Member of the French Senate for Drôme
- In office 1 October 2014 – 20 October 2025
- Succeeded by: Marie-Pierre Mouton [fr]

Mayor of Tain-l'Hermitage
- In office 19 June 1995 – 6 November 2017
- Preceded by: Maurice Alloncle
- Succeeded by: Xavier Angeli

Member of the General Council of Drôme for the Canton of Tain-l'Hermitage
- In office 3 April 1992 – 1 October 2014
- Preceded by: Maurice Alloncle
- Succeeded by: Annie Guibert

Personal details
- Born: 8 January 1947 La Voulte-sur-Rhône, France
- Died: 20 October 2025 (aged 78) Tain-l'Hermitage, France
- Political party: RPR (until 2002) UMP (2002–2015) LR (2015–2025)
- Occupation: Hotelier

= Gilbert Bouchet =

French politician (1947–2025)

Gilbert Bouchet (/fr/; 8 January 1947 – 20 October 2025) was a French politician of the Rally for the Republic (RPR), the Union for a Popular Movement (UMP), and The Republicans (LR).

A hotelier by profession, Bouchet served as president of the Syndicat des hôteliers de la Drôme and created one of the first labor unions in Tain-l'Hermitage in 1972. He served as mayor of Tain from 1995 to 2017 and served in the General Council of Drôme from 1992 to 2014. From 2014 until his death, he represented Drôme in the Senate.

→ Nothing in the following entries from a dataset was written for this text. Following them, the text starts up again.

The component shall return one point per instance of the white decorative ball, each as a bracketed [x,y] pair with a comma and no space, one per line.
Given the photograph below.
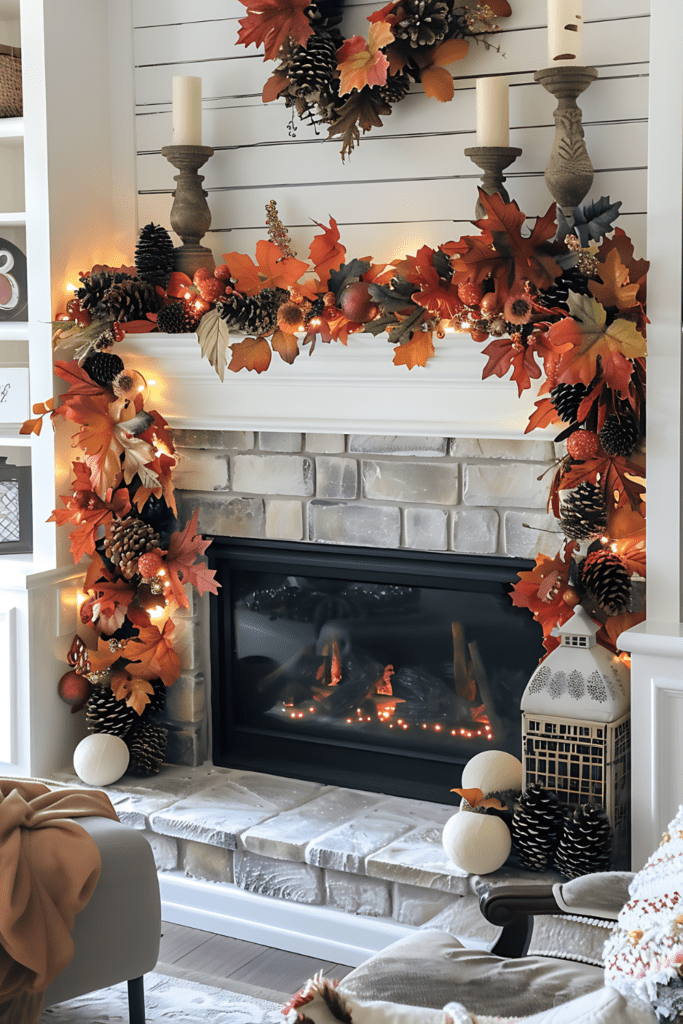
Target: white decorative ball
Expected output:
[477,843]
[100,759]
[493,771]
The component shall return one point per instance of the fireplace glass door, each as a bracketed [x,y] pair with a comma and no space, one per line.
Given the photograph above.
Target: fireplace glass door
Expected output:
[383,671]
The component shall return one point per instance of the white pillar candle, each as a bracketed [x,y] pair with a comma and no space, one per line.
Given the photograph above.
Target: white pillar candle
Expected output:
[493,112]
[186,111]
[565,30]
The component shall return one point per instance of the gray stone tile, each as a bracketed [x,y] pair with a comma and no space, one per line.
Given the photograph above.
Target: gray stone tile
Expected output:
[419,859]
[222,517]
[475,531]
[241,440]
[272,474]
[287,837]
[511,484]
[336,477]
[325,443]
[279,441]
[218,814]
[528,534]
[412,481]
[396,444]
[201,470]
[488,448]
[293,882]
[355,894]
[369,525]
[426,528]
[284,520]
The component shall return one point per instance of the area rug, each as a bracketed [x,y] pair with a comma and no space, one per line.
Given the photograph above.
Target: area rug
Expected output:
[167,999]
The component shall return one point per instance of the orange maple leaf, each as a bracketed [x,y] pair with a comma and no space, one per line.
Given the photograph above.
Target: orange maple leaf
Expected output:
[252,353]
[326,251]
[132,689]
[361,62]
[270,22]
[416,351]
[153,654]
[184,548]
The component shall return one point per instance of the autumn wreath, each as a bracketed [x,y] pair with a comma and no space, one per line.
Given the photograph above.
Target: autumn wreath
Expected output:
[351,84]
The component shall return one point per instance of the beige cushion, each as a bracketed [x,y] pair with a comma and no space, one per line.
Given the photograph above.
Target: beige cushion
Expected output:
[431,969]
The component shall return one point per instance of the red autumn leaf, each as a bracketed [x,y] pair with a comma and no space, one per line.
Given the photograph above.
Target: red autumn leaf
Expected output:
[180,562]
[326,252]
[287,345]
[532,588]
[133,690]
[153,655]
[591,338]
[514,258]
[504,354]
[416,351]
[252,353]
[270,22]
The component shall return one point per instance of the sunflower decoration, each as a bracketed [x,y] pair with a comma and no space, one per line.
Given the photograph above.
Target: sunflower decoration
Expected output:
[350,84]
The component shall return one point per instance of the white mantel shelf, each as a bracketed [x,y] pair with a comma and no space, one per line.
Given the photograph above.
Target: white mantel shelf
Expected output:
[341,389]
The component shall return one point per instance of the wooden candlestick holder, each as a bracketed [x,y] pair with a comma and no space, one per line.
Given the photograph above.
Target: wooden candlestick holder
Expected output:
[493,160]
[190,217]
[569,171]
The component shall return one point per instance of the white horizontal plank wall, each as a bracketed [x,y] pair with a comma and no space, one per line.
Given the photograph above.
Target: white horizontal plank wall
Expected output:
[409,182]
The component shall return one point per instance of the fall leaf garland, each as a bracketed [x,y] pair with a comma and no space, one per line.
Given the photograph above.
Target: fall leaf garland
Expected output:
[350,84]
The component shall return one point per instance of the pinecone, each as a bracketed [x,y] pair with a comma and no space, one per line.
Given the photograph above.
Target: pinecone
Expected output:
[128,299]
[585,846]
[424,23]
[397,86]
[176,317]
[311,68]
[155,258]
[584,513]
[620,434]
[566,398]
[604,576]
[255,314]
[536,828]
[102,368]
[147,747]
[125,540]
[105,714]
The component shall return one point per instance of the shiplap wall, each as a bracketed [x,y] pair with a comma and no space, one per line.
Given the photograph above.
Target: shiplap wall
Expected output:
[409,182]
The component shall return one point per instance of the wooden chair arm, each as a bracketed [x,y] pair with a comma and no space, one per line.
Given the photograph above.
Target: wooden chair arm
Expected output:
[513,908]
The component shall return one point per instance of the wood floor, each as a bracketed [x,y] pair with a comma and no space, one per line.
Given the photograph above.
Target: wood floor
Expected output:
[241,967]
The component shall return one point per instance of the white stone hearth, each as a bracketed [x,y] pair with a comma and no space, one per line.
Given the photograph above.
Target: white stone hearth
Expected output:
[275,847]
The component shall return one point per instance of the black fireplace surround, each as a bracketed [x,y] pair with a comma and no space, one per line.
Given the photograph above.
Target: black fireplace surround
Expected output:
[376,670]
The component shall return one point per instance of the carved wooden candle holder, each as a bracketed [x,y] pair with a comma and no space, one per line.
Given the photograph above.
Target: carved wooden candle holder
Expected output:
[190,217]
[493,160]
[569,171]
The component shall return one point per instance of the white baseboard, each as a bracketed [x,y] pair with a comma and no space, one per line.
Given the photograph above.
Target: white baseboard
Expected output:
[313,931]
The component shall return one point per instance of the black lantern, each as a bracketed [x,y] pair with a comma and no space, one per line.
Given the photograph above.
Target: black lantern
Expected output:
[15,515]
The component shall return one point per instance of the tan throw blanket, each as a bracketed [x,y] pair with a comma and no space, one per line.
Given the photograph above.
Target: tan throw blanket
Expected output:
[48,869]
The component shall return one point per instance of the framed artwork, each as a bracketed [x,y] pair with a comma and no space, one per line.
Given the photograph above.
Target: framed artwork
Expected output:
[13,293]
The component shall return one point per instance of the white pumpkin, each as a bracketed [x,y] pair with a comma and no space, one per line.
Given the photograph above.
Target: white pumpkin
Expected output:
[100,759]
[493,771]
[476,843]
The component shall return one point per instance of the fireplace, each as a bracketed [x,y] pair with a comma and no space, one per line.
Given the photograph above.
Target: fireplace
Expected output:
[382,671]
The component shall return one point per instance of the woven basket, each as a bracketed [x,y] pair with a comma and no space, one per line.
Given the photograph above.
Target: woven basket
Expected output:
[10,82]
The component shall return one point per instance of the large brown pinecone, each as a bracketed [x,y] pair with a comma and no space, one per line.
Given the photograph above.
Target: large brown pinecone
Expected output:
[126,540]
[255,314]
[147,747]
[105,714]
[424,23]
[604,576]
[584,513]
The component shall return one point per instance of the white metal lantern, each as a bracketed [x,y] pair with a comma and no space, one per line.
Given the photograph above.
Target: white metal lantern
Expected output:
[577,728]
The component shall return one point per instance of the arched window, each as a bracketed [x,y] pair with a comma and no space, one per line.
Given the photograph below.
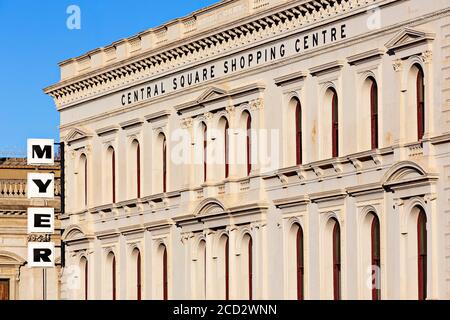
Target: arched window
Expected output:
[201,270]
[227,269]
[226,151]
[205,151]
[111,166]
[110,277]
[336,261]
[422,254]
[164,163]
[249,143]
[138,276]
[83,181]
[420,91]
[165,280]
[134,187]
[374,113]
[300,263]
[334,124]
[138,170]
[375,257]
[85,277]
[114,277]
[250,268]
[298,132]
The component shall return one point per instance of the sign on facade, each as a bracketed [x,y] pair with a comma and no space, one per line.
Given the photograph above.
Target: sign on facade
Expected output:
[41,221]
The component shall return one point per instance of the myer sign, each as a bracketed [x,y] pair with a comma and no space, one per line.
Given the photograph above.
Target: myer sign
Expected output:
[41,220]
[280,49]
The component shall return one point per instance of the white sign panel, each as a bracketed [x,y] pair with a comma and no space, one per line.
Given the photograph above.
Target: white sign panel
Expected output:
[40,151]
[41,220]
[41,254]
[40,185]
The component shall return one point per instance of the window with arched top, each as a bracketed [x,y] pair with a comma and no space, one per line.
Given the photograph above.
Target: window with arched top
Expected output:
[334,124]
[298,132]
[420,96]
[164,162]
[111,173]
[422,254]
[201,270]
[248,143]
[373,113]
[138,275]
[84,266]
[165,280]
[226,149]
[299,254]
[83,181]
[135,170]
[247,267]
[227,269]
[114,278]
[336,260]
[375,257]
[110,277]
[205,151]
[138,170]
[250,268]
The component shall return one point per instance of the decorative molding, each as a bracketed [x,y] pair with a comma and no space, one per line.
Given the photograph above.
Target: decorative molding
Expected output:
[291,202]
[328,195]
[327,67]
[131,123]
[157,59]
[290,78]
[76,134]
[427,56]
[366,56]
[408,37]
[214,94]
[397,65]
[157,115]
[107,130]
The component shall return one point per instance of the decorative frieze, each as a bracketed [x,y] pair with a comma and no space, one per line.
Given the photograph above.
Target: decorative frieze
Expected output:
[262,28]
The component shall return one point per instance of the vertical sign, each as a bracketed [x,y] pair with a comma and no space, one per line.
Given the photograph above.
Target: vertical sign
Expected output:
[41,220]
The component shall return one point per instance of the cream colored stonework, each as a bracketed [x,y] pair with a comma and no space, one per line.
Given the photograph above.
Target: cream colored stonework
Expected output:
[104,105]
[25,283]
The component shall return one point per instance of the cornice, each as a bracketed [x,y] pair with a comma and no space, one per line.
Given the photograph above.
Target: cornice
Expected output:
[290,16]
[327,67]
[157,115]
[365,56]
[131,123]
[106,130]
[290,78]
[214,94]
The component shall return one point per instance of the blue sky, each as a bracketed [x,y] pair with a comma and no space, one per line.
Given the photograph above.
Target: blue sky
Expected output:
[34,38]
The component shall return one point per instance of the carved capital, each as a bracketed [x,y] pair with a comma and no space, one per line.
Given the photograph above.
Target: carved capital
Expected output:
[230,109]
[186,123]
[256,104]
[427,56]
[208,115]
[397,65]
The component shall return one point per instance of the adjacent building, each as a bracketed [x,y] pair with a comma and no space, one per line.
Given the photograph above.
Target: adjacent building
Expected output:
[262,149]
[17,280]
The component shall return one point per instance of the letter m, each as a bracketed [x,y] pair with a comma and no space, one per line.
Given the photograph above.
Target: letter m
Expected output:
[39,152]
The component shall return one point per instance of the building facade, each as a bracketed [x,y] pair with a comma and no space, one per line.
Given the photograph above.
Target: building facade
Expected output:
[262,149]
[17,280]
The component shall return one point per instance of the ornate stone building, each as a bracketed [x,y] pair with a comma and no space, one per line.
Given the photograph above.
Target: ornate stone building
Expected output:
[17,280]
[262,149]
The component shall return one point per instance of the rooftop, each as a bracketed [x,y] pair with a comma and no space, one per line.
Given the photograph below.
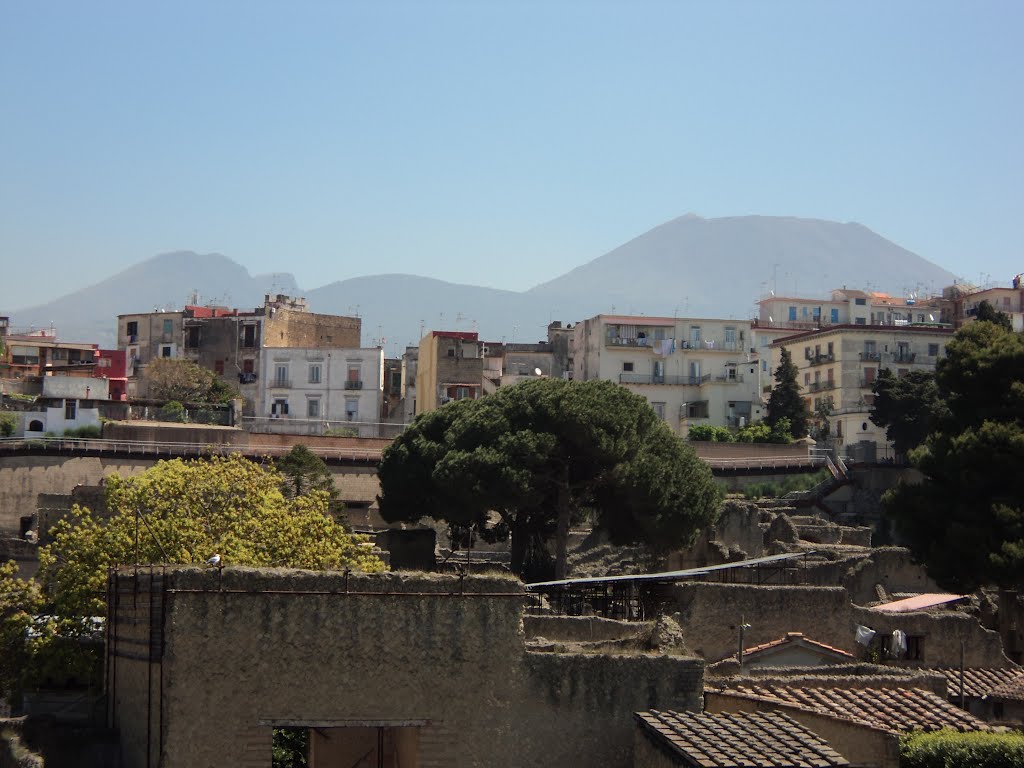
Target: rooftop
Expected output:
[731,740]
[889,709]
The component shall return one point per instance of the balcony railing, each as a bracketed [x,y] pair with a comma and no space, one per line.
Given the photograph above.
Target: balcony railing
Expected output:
[669,380]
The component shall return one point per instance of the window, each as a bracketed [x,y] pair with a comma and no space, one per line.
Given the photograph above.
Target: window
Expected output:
[730,338]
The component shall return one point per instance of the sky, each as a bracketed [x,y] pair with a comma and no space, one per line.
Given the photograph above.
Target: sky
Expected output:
[495,143]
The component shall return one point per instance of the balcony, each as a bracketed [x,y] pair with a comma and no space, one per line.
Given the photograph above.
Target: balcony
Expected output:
[667,380]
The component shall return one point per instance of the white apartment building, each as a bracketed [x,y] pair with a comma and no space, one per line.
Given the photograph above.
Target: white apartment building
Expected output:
[313,390]
[842,363]
[691,371]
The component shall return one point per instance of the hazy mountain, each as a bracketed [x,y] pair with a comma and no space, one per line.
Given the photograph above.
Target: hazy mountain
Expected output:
[719,267]
[164,282]
[687,266]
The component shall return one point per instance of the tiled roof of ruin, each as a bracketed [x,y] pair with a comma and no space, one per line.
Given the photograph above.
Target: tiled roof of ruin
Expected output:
[1012,690]
[729,740]
[978,681]
[891,709]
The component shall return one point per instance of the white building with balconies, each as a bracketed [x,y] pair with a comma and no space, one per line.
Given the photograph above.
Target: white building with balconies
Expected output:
[321,391]
[691,371]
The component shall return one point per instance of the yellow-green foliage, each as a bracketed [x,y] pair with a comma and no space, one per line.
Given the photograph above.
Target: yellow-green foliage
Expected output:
[955,750]
[188,511]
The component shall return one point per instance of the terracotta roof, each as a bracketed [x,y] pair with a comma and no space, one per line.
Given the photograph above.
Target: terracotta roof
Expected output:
[726,740]
[1012,690]
[892,709]
[978,681]
[800,639]
[919,602]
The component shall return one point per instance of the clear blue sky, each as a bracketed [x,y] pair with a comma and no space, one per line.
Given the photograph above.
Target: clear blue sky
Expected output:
[498,143]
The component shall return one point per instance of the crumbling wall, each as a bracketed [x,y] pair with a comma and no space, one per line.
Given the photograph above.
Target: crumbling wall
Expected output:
[245,649]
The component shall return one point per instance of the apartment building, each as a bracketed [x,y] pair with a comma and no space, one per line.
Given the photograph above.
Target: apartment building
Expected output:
[317,390]
[842,363]
[228,342]
[450,367]
[691,371]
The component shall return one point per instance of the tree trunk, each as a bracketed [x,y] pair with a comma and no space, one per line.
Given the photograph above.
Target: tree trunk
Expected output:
[562,531]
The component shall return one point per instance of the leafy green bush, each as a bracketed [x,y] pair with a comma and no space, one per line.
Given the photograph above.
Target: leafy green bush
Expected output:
[709,433]
[952,750]
[791,483]
[174,411]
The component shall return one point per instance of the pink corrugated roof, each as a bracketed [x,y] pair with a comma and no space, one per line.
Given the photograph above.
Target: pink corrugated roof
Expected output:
[919,602]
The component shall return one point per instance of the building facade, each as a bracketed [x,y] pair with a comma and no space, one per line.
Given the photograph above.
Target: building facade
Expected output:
[838,366]
[691,371]
[314,390]
[450,368]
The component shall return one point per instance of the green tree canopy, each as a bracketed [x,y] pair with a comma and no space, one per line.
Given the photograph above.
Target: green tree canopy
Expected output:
[542,453]
[907,407]
[184,381]
[785,400]
[303,472]
[966,520]
[187,511]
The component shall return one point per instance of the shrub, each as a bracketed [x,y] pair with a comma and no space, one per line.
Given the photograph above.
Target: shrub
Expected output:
[951,749]
[709,433]
[174,411]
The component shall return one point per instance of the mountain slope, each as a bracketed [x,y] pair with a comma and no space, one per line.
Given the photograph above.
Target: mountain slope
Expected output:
[718,267]
[165,281]
[687,266]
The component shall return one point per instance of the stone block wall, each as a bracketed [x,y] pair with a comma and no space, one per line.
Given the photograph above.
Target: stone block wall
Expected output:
[244,650]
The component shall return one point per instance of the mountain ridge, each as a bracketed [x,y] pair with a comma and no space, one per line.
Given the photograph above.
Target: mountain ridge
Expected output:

In 2017, he endorsed Laurent Wauquiez in the LR's leadership election.

In 2023, Bouchet announced that he was suffering from ALS while continuing his mandate as a senator. In 2024, he defended a bill aimed at improving the management of the disease. He died in Tain-l'Hermitage on 20 October 2025, at the age of 78.